The Manufacturing Process
1. Making pulp
Several processes are commonly used to convert logs to wood pulp. In the mechanical process, logs are first tumbled in drums to remove the bark. The logs are then sent to grinders, which break the wood down into pulp by pressing it between huge revolving slabs. The pulp is filtered to remove foreign objects. In the chemical process, wood chips from de-barked logs are cooked in a chemical solution. This is done in huge vats called digesters. The chips are fed into the digester, and then boiled at high pressure in a solution of Paper sodium hydroxide and sodium sulfide. The chips dissolve into pulp in the solution. Next the pulp is sent through filters. Bleach may be added at this stage, or colorings. The pulp is sent to the paper plant.
The pulp is next put through a pounding and squeezing process called, appropriately enough, beating. Inside a large tub, the pulp is subjected to the effect of machine beaters. At this point, various filler materials can be added such as chalks, clays, or chemicals such as titanium oxide. These additives will influence the opacity and other qualities of the final product. Sizings are also added at this point. Sizing affects the way the paper will react with various inks. Without any sizing at all, a paper will be too absorbent for most uses except as a desk blotter. A sizing such as starch makes the paper resistant to water-based ink (inks actually sit on top of a sheet of paper, rather than sinking in). A variety of sizings, generally rosins and gums, is available depending on the eventual use of the paper. Paper that will receive a printed design, such as gift wrapping, requires a particular formula of sizing that will make the paper accept the printing properly.
3. Pulp to paper
In order to finally turn the pulp into paper, the pulp is fed or pumped into giant, automated machines. One common type is called the Fourdrinier machine, which was invented in England in 1807. Pulp is fed into the Fourdrinier machine on a moving belt of fine mesh screening. The pulp is squeezed through a series of rollers, while suction devices below the belt drain off water. If the paper is to receive a water-mark, a device called a dandy moves across the sheet of pulp and presses a design into it.
The paper then moves onto the press section of the machine, where it is pressed between rollers of wool felt.

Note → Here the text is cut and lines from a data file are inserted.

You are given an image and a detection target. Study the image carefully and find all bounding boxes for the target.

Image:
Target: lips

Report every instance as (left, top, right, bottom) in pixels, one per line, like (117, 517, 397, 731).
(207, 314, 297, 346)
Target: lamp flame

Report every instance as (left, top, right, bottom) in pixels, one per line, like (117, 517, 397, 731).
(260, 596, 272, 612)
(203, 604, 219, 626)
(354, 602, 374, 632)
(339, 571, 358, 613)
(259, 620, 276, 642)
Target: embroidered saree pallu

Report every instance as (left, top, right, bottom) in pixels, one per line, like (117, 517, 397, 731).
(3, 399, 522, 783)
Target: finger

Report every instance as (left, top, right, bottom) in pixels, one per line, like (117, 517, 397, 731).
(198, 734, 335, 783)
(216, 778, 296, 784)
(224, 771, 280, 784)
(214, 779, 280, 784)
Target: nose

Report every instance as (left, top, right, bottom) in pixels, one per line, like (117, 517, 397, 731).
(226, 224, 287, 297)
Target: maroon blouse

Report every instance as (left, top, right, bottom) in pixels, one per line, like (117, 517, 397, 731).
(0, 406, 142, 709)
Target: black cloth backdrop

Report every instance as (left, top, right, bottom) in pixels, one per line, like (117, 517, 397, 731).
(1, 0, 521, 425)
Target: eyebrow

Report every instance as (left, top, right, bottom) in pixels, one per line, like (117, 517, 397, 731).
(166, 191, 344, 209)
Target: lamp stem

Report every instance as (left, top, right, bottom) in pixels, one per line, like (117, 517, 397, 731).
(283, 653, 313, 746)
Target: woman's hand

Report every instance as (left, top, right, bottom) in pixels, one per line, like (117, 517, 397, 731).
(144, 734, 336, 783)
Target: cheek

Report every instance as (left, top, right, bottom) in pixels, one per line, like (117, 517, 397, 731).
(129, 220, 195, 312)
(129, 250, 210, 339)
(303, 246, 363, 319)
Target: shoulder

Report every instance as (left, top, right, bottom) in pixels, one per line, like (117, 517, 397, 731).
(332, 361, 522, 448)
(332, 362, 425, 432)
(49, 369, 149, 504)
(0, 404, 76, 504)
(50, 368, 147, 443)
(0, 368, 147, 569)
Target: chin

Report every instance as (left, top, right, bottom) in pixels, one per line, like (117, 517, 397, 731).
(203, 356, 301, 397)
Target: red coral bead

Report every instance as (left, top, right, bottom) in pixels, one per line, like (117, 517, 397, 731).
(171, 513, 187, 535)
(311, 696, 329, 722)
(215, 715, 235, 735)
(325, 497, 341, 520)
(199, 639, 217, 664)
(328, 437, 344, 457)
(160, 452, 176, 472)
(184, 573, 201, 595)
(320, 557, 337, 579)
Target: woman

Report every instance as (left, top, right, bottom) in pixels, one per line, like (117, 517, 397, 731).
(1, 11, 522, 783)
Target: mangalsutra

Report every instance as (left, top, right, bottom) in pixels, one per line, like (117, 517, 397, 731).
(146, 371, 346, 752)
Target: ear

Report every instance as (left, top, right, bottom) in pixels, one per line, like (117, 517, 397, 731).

The paper then passes over a series of steam-heated cylinders to remove the remaining water. A large machine may have from 40 to 70 drying cylinders.
Finally, the dried paper is wound onto large reels, where it will be further processed depending on its ultimate use. Paper is smoothed and compacted further by passing through metal rollers called calendars. A particular finish, whether soft and dull or hard and shiny, can be imparted by the calendars.
The paper may be further finished by passing through a vat of sizing material. It may also receive a coating, which is either brushed on or rolled on. Coating adds chemicals or pigments to the paper's surface, supplementing the sizings and fillers from earlier in the process. Fine clay is often used as a coating. The paper may next be supercalendered, that is, run through extremely smooth calendar rollers, for a final time. Then the paper is cut to the desired size.